Fifteen of the SNPs with the smallest p values for alcohol dependence (p ≤ 2.1 × 10−4) provided nominal evidence of association in the family sample with the early onset alcohol dependence phenotype. In addition to the SNPs noted above, these included SLC37A3, KCNMA1, CDH8, ZNF608 and API5. A few candidate genes in which a SNP had p≤2.1 × 10−4 in the GWAS or cluster of SNPs with p≤10−3 were also tested in families, and significant support was found for CAT, and GRIN2C (Supplementary Table 1).
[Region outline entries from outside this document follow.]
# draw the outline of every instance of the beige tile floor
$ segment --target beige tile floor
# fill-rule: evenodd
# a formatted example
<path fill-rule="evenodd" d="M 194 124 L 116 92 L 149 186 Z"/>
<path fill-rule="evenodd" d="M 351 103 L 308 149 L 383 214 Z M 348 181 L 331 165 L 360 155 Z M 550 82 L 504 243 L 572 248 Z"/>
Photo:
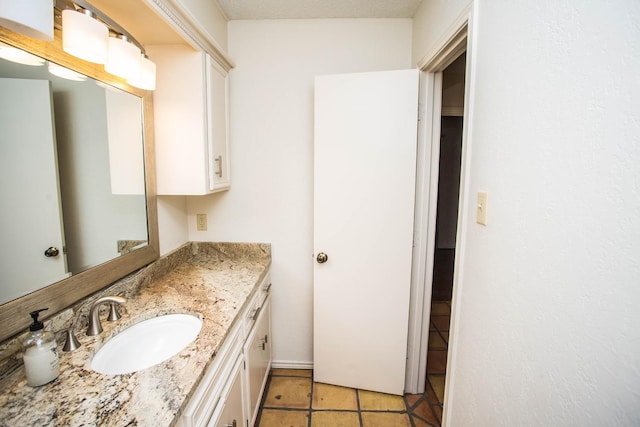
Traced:
<path fill-rule="evenodd" d="M 258 427 L 440 426 L 450 304 L 434 302 L 424 394 L 393 396 L 313 381 L 313 371 L 273 369 Z"/>

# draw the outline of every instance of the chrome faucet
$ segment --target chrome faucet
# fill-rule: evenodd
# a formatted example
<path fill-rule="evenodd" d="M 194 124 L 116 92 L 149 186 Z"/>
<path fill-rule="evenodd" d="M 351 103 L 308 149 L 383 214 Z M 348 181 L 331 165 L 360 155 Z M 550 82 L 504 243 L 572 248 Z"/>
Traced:
<path fill-rule="evenodd" d="M 107 320 L 117 320 L 120 318 L 120 314 L 116 309 L 116 304 L 124 304 L 127 302 L 127 299 L 113 295 L 101 297 L 95 300 L 89 309 L 89 327 L 87 328 L 87 335 L 99 335 L 102 332 L 102 324 L 100 323 L 100 305 L 105 302 L 111 304 Z"/>

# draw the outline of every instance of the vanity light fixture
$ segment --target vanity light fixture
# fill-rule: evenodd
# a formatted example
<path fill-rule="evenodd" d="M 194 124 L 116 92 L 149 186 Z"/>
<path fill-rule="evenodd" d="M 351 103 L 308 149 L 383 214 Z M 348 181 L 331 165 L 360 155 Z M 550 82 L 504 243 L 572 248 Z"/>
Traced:
<path fill-rule="evenodd" d="M 3 1 L 3 0 L 0 0 Z M 97 64 L 135 87 L 154 90 L 156 66 L 124 28 L 85 0 L 54 0 L 65 52 Z"/>
<path fill-rule="evenodd" d="M 136 77 L 142 60 L 140 49 L 125 35 L 109 37 L 108 46 L 104 70 L 123 79 Z"/>
<path fill-rule="evenodd" d="M 96 64 L 107 62 L 109 29 L 88 9 L 62 11 L 62 49 Z"/>
<path fill-rule="evenodd" d="M 138 73 L 129 79 L 127 83 L 144 90 L 156 89 L 156 64 L 147 55 L 141 55 Z"/>
<path fill-rule="evenodd" d="M 53 40 L 53 0 L 0 0 L 0 25 L 38 40 Z"/>
<path fill-rule="evenodd" d="M 58 15 L 54 20 L 55 9 L 61 11 L 59 21 Z M 156 66 L 142 45 L 86 0 L 0 0 L 0 25 L 48 41 L 53 40 L 55 25 L 62 29 L 62 48 L 68 54 L 104 64 L 106 72 L 132 86 L 155 89 Z"/>

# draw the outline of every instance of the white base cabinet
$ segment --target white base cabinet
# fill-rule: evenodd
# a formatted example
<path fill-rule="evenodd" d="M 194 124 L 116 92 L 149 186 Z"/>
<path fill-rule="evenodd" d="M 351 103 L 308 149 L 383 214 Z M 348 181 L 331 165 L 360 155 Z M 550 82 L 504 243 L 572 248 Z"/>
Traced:
<path fill-rule="evenodd" d="M 228 75 L 187 45 L 151 45 L 156 180 L 159 195 L 229 189 Z"/>
<path fill-rule="evenodd" d="M 253 426 L 271 368 L 271 299 L 262 305 L 251 335 L 244 345 L 247 419 Z"/>
<path fill-rule="evenodd" d="M 225 390 L 224 403 L 219 417 L 210 426 L 215 427 L 242 427 L 244 418 L 243 395 L 242 395 L 242 378 L 244 372 L 244 360 L 242 356 L 238 357 L 235 367 L 231 372 L 228 390 Z"/>
<path fill-rule="evenodd" d="M 177 426 L 254 425 L 271 369 L 270 288 L 267 274 L 234 322 Z"/>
Expression of the genes containing the more significant SNPs

We also tested whether the genes associated with alcohol dependence were differentially affected by ethanol exposure in LCLs. Forty of the SNPs listed in Table 2 were in genes expressed in brain and also significantly affected by ethanol in LCLs. One of the SNPs in CARS, rs729662 (synonymous, Pro706 in exon 19), was ranked 80 in the GWAS and was also significant in the family data (Supplemental Table 1).

DISCUSSION

Although the overall number of subjects was modest for a GWAS, the sample studied here had extensive phenotypic characterization and a strong contrast in substance dependence between affected and unaffected subjects. The affected subjects all met DSM-IV criteria for alcohol dependence, whereas the controls did not meet criteria for alcohol dependence or abuse or harmful use, nor were they dependent on other illicit drugs. Many of the affected subjects (56.5%) were also dependent upon an illicit drug; while it is possible that risk for a more general substance dependence contributed to the association signal, testing for this was not judged to be feasible, given the sample size and reduction in power that would result. None of the SNPs tested met conventional criteria for genome-wide significance, probably due to the modest size of the sample. Therefore, it was important to use other lines of evidence to prioritize potential candidates. Regions in which several SNPs provided evidence for association were found. Evidence of association, with similar estimates of effect size (odds ratios), was found for many SNPs when the sample of alcohol dependent individuals was dichotomized and only those with early onset alcohol dependence were defined as cases. Early onset generally marks a group of more severe cases, often with comorbid psychiatric problems. Analyses of this subgroup have yielded smaller p values, despite the reduced sample size, in some previous studies (Agrawal et al., 2006; Dick et al., 2007a; Edenberg et al., 2008b; Foroud et al., 2008). We assessed segregation within alcohol dependent families as a means to prioritize among our SNP results. We also used gene expression data as additional lines of support, testing whether a gene in or nearest the SNP was expressed in human brain samples. We tested whether the expression of the gene in LCLs was altered by ethanol exposure; 80% of the genes differentially expressed in LCLs after ethanol exposure are also expressed in at least one of the 9 brain regions we analyzed (Edenberg et al., in preparation).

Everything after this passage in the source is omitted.